Derived Algebraic Geometry VI: E_k Algebras

In this paper, we study algebras over the little cubes operads introduced by Boardman and Vogt, using the formalism of higher category theory.

💡 Research Summary

The paper “Derived Algebraic Geometry VI: Little Cubes Operads and Eₖ Algebras” presents a comprehensive higher‑categorical treatment of algebras over the little‑cubes operads originally introduced by Boardman and Vogt. The authors adopt the modern language of ∞‑operads and monoidal ∞‑categories, following Lurie’s framework, to reinterpret the classical Eₖ‑algebra theory in a way that is compatible with derived algebraic geometry and homotopical algebra.

The first part of the work revisits the definition of the little‑cubes operad Cₖ, emphasizing its topological description as configurations of disjoint k‑dimensional cubes inside a unit cube. By encoding Cₖ as a complete Segal object in the category of spaces, the authors show that the operad satisfies the Segal and completeness conditions required of an ∞‑operad. Consequently, algebras over Cₖ are identified with objects of the ∞‑category Alg_{Cₖ}(𝒞) for any presentable monoidal ∞‑category 𝒞. This reformulation provides a clean bridge between classical operadic homotopy theory and the higher‑categorical machinery needed for derived geometry.

The second section develops an ∞‑module theory for Cₖ‑algebras. Classical module categories are replaced by ∞‑categories Mod_A of A‑modules for a given Cₖ‑algebra A. The authors construct a “module operad” M_{Cₖ} that endows Mod_A with its own monoidal structure, compatible with the original Cₖ‑action. A novel notion of a crossed operad is introduced to describe how the tensor product of two modules respects the Eₖ‑structure. This yields a fully homotopical version of the familiar tensor product of modules, now living inside a stable ∞‑category and preserving higher coherence data.

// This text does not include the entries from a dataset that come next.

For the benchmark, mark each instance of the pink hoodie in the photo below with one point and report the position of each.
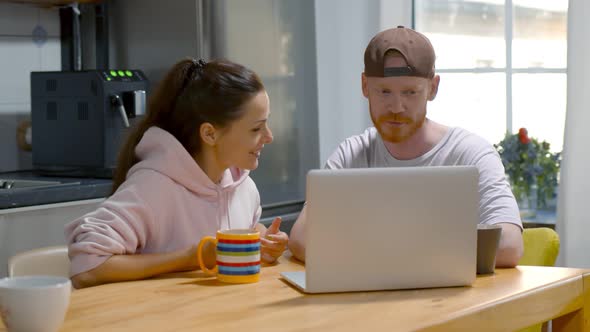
(167, 203)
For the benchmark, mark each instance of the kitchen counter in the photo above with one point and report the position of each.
(68, 189)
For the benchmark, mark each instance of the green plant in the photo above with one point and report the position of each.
(529, 165)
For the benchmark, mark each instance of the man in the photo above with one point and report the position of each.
(398, 81)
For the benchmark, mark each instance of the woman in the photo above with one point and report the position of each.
(182, 175)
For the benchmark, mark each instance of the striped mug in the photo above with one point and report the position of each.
(238, 255)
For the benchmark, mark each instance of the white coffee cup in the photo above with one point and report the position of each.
(34, 303)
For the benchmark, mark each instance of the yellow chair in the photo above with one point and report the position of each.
(541, 247)
(53, 261)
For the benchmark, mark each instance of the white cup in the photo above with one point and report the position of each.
(34, 303)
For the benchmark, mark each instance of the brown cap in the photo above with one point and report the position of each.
(412, 45)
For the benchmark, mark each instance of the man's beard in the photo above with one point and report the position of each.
(397, 135)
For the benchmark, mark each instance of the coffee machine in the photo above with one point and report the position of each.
(80, 119)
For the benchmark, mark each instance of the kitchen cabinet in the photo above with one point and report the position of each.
(37, 226)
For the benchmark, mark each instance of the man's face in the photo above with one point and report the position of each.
(398, 104)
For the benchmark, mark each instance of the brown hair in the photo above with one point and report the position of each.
(192, 93)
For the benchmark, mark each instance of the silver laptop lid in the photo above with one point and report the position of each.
(391, 228)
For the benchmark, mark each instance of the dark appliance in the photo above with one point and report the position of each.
(80, 119)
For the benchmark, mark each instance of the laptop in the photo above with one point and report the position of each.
(389, 228)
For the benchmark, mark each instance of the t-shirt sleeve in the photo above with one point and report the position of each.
(497, 203)
(121, 225)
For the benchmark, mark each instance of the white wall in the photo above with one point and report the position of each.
(343, 30)
(19, 55)
(573, 222)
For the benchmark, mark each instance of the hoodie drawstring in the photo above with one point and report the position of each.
(223, 207)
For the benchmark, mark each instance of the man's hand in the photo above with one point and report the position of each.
(273, 242)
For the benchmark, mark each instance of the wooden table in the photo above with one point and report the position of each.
(508, 300)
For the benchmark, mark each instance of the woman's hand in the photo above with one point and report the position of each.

A major highlight is the higher‑Koszul duality theorem. The paper proves that the ∞‑operad Cₖ is Koszul dual to the operad C_{n‑k} (where n is the ambient dimension), and that this duality lifts to an equivalence between the ∞‑category of Cₖ‑algebras and the ∞‑category of C_{n‑k}‑coalgebras. The proof relies on the construction of a bimonoidal ∞‑category and a dualization functor that interchanges algebraic and coalgebraic structures while preserving homotopical information. As a corollary, the Hochschild‑type homology of an Eₖ‑algebra is identified with the co‑homology of its Koszul dual E_{n‑k}‑coalgebra, providing a conceptual generalization of the Hochschild‑Kostant‑Rosenberg theorem to the derived setting.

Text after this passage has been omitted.